In recent years, provinces such as Shanxi and Gansu have started small-scale hemp-cultivation pilots.

Yang said hemp was grown on 11,330 hectares in 14 cities and autonomous prefectures last year. The sector has brought much-needed investment to Yunnan and farmers have also benefited.

"A farmer can charge about $300 for 0.4 hectares of hemp, much more than corn or flax," he said.

"Although they look similar to marijuana, industrial hemp plants contain very little THC and will not produce mind-altering sensations if the flowers or leaves are smoked. However, that similarity increases the risk of potentially illegal activity."

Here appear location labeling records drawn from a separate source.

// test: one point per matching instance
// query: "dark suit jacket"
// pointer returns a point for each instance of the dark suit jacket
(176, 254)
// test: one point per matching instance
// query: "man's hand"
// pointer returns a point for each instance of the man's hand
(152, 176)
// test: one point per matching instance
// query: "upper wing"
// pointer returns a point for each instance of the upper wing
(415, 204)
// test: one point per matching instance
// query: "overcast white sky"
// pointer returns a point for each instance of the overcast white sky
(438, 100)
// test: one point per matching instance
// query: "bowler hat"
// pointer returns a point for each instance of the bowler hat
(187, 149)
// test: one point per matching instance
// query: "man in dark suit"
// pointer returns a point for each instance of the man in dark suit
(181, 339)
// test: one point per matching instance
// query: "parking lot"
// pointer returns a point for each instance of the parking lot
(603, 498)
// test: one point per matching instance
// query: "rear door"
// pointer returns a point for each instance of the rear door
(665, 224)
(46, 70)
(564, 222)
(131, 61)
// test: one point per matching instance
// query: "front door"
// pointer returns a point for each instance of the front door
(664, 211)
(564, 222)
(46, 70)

He stressed that the regulations provide strict supervision of each link in the industry chain, from seed supply to the destruction of waste products.
Pan said all the hemp seeds his company grows for CBD extraction are registered with the local public security bureau and police officers inspect the processing facilities at least three times every week.

The waste-the only possible loophole for the illegal extraction of THC-must be destroyed. "The process is recorded, and then documented at the local police station," Pan said.

Tian Wei, general manager of Yunnan Hempsoul Biotechnology, which was granted permission to extract CBD in 2017, said uncertified hemp plants are destroyed in the fields, while legitimate ones can only be processed under extremely strict protocols.

"At least 80 tests are conducted during the procedure. Even the cleaning cloths used in specific sections are color-coded to distinguish them from each other," he said.

Hempsoul's factory is situated in a remote valley west of Kunming, Yunnan's capital, next to a weapons manufacturer. To ensure maximum security, most of the employees are People's Liberation Army veterans or former employees of the armaments factory. Also, the facility has dozens of closed-circuit cameras that stream footage directly to the Yunnan Public Security Bureau.

Pan said: "Honestly, it is too costly to extract THC from industrial hemp. The low profits would not even begin to justify the risk of breaking the law."

Pan Zongbing, CEO of Hankang (Yunnan) Biotechnology, displays CBD in Eshan, Yunnan province, in January. YANG WANLI/CHINA DAILY 

Future aims

Hempsoul produces 2 tons of CBD every year. It is destined for markets in 41 countries and for a wide range of uses, from anti-mite materials in luxury bedding to drugs to treat depression, insomnia and epilepsy.

"Our future aim is to definitely explore the use of CBD in medicines," Tian said.

In addition to CBD, companies are extracting Cannabidivarin, or CBDV, a nonpsychoactive cannabinoid that has gained attention in medical circles for its potential in the treatment of neurological conditions. So far, it has been studied less than its more famous counterparts, such as THC and CBD.

Meanwhile, even though it is sold overseas, CBD has not been authorized for consumption in China, which only permits its sale for use in cosmetics.

"As the global demand is booming, especially for related medical properties of CBD, I believe it is only a matter of time before China approves the compound for ingestion (either as a medicine or nutritional supplement)," Tian said.